“We can assert with some confidence that our own period is one of decline; that the standards of culture are lower than they were fifty years ago; and that evidences of this decline are visible in every department of human activity.”
That’s T. S. Eliot in 1948
“I, for one, am looking forward to absorbing myself in antiquity because I am so deeply tired of the modern world.”
That one is Livy (born 59 BC, died 17 AD)
“Someone who would shape today by the lessons of yesterday will never understand a revolutionary idea. A talent for following the ways of yesterday is not sufficient to improve the world today.”

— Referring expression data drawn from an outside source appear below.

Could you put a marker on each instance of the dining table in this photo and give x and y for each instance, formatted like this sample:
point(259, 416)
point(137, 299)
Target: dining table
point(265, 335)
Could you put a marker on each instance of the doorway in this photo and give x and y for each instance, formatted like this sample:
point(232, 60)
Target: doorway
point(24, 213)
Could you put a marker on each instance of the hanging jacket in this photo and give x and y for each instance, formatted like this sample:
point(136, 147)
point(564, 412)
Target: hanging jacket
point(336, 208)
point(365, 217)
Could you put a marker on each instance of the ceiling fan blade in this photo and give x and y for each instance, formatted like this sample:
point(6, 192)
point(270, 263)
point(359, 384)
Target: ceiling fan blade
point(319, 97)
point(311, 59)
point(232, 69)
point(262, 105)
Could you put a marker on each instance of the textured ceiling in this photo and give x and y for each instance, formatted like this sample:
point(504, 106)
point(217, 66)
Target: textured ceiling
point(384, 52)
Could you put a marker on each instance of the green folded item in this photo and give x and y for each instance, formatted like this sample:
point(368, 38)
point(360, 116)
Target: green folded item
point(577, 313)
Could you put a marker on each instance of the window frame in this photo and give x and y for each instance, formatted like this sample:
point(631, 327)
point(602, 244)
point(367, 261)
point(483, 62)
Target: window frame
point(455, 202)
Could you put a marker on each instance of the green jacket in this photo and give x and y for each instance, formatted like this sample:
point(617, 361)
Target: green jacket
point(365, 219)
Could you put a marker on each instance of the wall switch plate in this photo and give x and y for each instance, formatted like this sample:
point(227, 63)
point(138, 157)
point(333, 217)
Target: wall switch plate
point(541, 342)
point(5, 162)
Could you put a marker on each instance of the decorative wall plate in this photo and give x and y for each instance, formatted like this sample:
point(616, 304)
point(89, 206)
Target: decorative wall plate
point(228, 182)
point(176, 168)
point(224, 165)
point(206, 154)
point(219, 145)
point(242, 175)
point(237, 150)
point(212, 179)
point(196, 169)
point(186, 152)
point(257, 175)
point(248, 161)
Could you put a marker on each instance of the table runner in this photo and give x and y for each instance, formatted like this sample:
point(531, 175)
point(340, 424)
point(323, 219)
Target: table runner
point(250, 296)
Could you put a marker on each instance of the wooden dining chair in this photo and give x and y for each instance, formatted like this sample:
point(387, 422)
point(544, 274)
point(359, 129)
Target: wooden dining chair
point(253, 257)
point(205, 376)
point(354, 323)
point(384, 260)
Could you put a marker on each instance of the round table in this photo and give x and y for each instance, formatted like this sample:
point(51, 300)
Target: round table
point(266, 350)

King Wuling of Zhao, 307 BC
“I, too, used to like modern buildings, but when I began to appreciate classical ones, I came to be disgusted with the former.”

Italian architect and sculptor Antonio Filarete, writing in the 1460s
Vitruvius, writing in the first century BC, rejected the architecture of the day, preferring earlier primeval styles.
“America is now wholly given over to a damned mob of scribbling women, and I should have no chance of success while the public taste is occupied with their trash—and should be ashamed of myself if I did succeed.”

Nathaniel Hawthorne complains about popular taste in reading, 1855
"So globalized has everything become that nothing is left in its accustomed place."

Seneca, writing c. 50 AD. Roman Stoic, statesman, dramatist, and tutor to Nero, he would later be ordered to kill himself by his pupil (depicted in this 1871 painting by Manuel Domínguez Sánchez)
“Oh why I was born in this age? It is a terrible age... A veil of insanity everywhere.”